Note: Cache coherency is part of a CPUs memory model and always architecture or ISA specific. Furthermore, operating systems and programming languages may define their own memory models to abstract over a variety of hardware. The C/C++11 memory ordering specification is one such example.

Most CPUs follow an invalidation-based protocol like MESI, usually equipped with an additional state for making certain operations more efficient via cache-to-cache transfers. For these protocols, writing to an address generally invalidates all other processors' cache lines that contained this addresses value, thereby forcing the affected processors to pull the latest value from a lower memory level (last-level cache or main memory) on the next read in the worst case. This can strongly degrade performance, and can cause a poorly-implemented multithreaded system to perform worse than its single-threaded counterpart. For a real example, refer to chapter 7.3 of the AMD64 architecture manual, which covers their MOESDIF (Modified, Owned, Exclusive, Shared, Dirty, Invalid, Forward) cache coherence protocol.

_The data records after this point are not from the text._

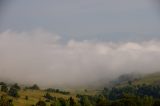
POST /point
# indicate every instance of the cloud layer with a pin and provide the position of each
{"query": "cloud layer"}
(40, 57)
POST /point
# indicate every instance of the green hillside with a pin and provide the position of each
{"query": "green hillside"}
(149, 79)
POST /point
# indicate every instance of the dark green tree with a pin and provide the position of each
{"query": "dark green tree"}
(13, 92)
(40, 103)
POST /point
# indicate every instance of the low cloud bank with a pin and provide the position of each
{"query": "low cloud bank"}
(40, 57)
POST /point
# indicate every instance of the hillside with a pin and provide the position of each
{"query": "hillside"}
(149, 79)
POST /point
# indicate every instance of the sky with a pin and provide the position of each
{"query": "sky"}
(102, 20)
(77, 42)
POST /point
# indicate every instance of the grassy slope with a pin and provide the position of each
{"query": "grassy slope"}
(36, 95)
(153, 78)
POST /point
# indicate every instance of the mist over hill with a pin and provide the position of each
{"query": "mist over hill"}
(40, 57)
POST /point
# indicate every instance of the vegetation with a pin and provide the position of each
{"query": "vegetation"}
(126, 94)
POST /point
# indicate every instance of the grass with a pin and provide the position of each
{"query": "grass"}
(149, 79)
(35, 95)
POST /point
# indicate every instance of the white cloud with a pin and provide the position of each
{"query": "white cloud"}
(39, 57)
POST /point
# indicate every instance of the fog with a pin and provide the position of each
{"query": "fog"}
(41, 57)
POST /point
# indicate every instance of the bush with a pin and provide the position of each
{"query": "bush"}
(40, 103)
(13, 92)
(4, 88)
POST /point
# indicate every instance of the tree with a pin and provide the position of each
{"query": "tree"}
(156, 103)
(4, 88)
(72, 102)
(4, 101)
(26, 97)
(102, 101)
(13, 92)
(35, 87)
(48, 96)
(16, 86)
(40, 103)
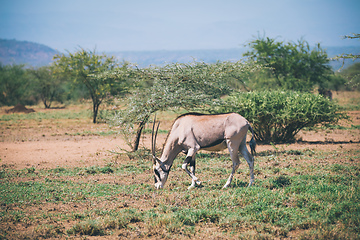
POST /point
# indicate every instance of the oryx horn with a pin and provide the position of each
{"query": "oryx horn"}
(153, 141)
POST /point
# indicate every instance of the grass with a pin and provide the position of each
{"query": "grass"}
(307, 197)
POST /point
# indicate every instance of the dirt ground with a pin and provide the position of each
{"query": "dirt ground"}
(74, 142)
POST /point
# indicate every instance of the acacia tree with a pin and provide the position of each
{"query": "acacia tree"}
(84, 66)
(295, 66)
(46, 85)
(187, 86)
(13, 85)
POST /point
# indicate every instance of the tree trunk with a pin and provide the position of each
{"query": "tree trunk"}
(95, 111)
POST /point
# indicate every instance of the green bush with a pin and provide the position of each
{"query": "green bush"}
(278, 116)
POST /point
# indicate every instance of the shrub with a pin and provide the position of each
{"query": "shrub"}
(278, 116)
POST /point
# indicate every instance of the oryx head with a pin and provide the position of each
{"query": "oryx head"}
(161, 172)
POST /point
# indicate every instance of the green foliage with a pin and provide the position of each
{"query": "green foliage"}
(85, 67)
(278, 116)
(278, 206)
(46, 85)
(295, 66)
(174, 86)
(14, 87)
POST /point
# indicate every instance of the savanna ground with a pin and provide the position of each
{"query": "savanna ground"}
(63, 177)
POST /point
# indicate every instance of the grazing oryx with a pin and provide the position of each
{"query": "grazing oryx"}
(192, 132)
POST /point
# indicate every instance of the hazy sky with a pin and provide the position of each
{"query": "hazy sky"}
(111, 25)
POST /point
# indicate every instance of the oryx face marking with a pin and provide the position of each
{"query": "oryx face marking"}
(192, 132)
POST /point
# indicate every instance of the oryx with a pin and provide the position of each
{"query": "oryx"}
(192, 132)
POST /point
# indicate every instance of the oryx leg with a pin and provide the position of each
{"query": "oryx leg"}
(249, 159)
(233, 147)
(190, 160)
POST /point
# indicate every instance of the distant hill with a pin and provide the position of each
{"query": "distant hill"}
(23, 52)
(34, 54)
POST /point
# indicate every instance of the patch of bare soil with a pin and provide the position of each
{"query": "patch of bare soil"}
(19, 108)
(74, 142)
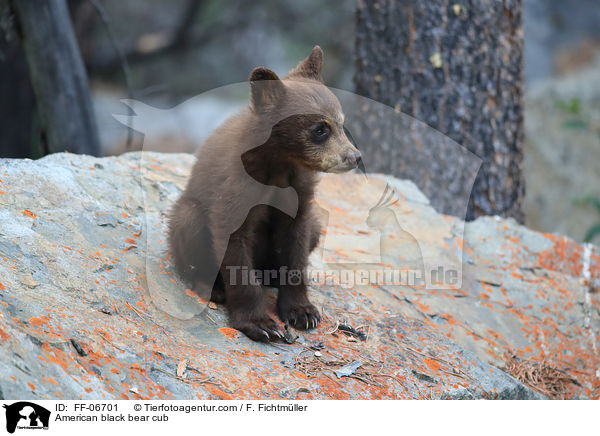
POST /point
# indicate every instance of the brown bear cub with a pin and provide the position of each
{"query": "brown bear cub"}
(248, 203)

Update: As noted by David Chisnall, if the writing processor did not perform a previous load on a cache line, cache coherency protocols may sometimes employ remote stores instead of invalidation. This means that the value is sent to the remote processor over the interconnect, updating the value in-place.

Intuitively, it makes sense that lots of processors reading and writing concurrently to the same address would cause a performance bottleneck. This problem is known as true sharing, and is quite easy to identify. False sharing on the other hand is more insidious. It's a type of performance degradation where multiple processors write to different memory addresses concurrently, but still cause lots of cache coherency traffic. How is that possible if they are writing to different memory addresses?

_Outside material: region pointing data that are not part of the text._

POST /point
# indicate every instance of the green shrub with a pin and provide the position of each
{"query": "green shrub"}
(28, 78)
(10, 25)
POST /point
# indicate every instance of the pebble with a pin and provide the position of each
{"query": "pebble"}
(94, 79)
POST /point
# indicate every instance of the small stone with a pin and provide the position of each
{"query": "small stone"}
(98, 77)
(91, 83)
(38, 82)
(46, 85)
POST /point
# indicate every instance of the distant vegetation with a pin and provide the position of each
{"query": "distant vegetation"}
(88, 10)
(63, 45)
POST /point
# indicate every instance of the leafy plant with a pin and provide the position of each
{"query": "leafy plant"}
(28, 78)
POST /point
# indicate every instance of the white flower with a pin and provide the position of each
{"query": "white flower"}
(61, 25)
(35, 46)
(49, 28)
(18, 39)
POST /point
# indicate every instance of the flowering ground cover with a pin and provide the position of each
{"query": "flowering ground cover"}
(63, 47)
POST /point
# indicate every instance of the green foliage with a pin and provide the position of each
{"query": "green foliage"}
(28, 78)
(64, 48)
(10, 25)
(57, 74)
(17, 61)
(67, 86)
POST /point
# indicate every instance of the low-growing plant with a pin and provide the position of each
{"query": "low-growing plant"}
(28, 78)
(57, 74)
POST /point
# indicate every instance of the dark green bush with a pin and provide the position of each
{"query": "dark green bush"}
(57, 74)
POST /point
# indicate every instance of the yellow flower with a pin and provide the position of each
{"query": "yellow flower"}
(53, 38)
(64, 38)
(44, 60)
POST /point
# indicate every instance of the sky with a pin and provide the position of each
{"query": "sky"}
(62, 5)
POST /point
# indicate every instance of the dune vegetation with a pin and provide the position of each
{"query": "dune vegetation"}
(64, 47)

The reason is that the cache coherence protocol is rough-grained and invalidates an entire cache line on any write, so that updating 8 bytes of data (size of an unsigned 64-bit integer) also invalidates 56 neighboring bytes.

So even though 2 distinct objects are updated by two different processors, we see a similar level of performance degradation as with true sharing, as long as these objects map to the same cache line.

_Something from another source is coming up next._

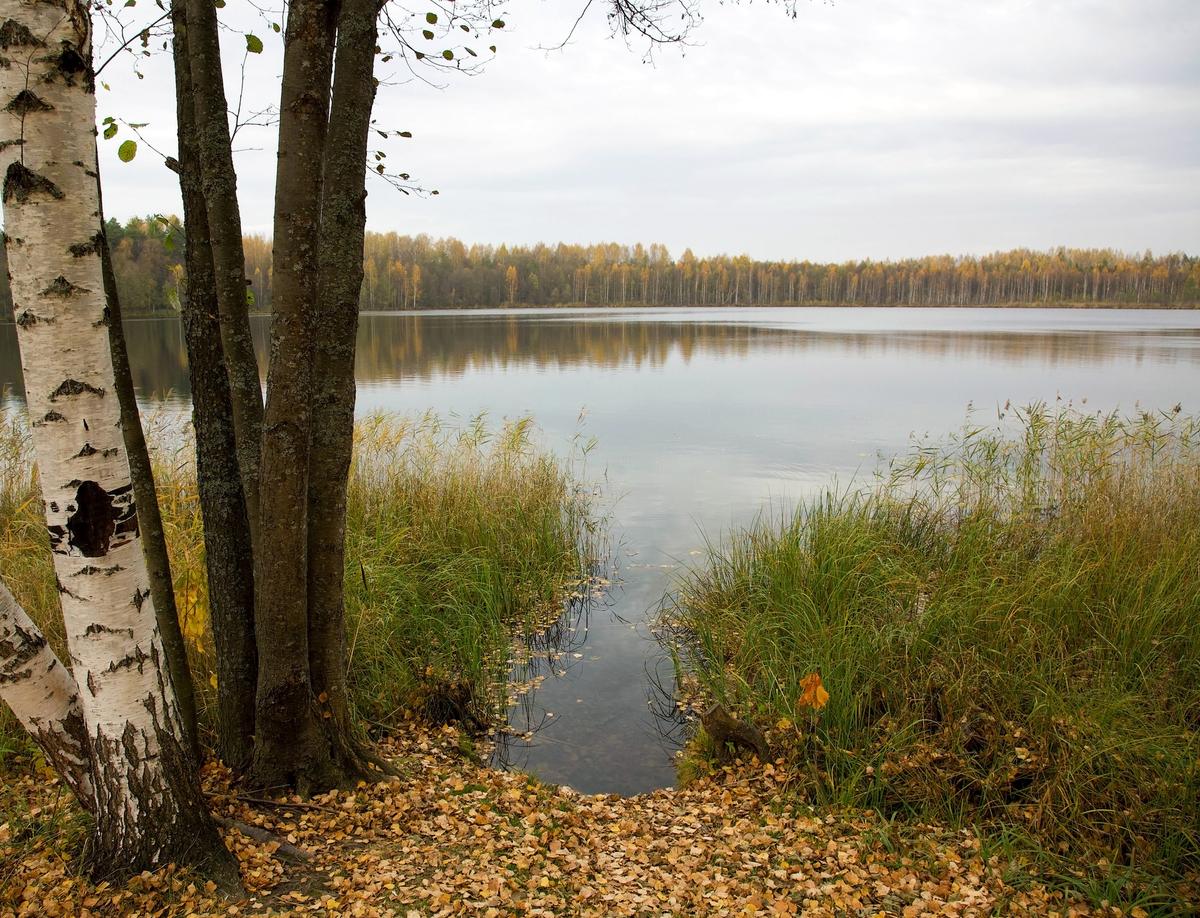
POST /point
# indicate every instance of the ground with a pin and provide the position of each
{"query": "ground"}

The most egregious offenders are densely packed structs, with each variable being accessed by another thread. This gives you a false illusion of data independence and parallelism.

#[repr(C)]
pub struct State {
    t1: u64, // only accessed by thread #1
    t2: u64, // only accessed by thread #2
    t3: u64, // only accessed by thread #3
}

Depending on the alignment of State, all three values will likely map to the same cache line. To avoid this, you generally align variables to a cache line using either macros or padding fields*. (*): Padding fields like this is very common in multithreading libraries or kernel code. In the Linux kernel for example, this is done with the macro __cacheline_aligned_in_smp. You can see it used for the struct bpf_ringbuf in /bpf/ringbuf.c.

By now it's pretty clear that we should definitely avoid false sharing; all that's left is measuring the actual performance gain of cache line alignment.

The Data Structure: MPSC Queue

To measure the impact of false sharing, we will perform experiments on a wait-free, bounded, multi-producer single-consumer queue. It's a data structure that allows multiple concurrent threads to push data into a single data stream, which can be read by a consumer thread. The way these concurrent write operations are merged into a single consumable stream differs between implementations.

In our case, producers are pushing data into their own thread-local FIFO ring buffer, which is regularly polled and emptied by the consumer thread. When the queue is full, new data from producers are discarded (partial write / fail on overflow according to this classification).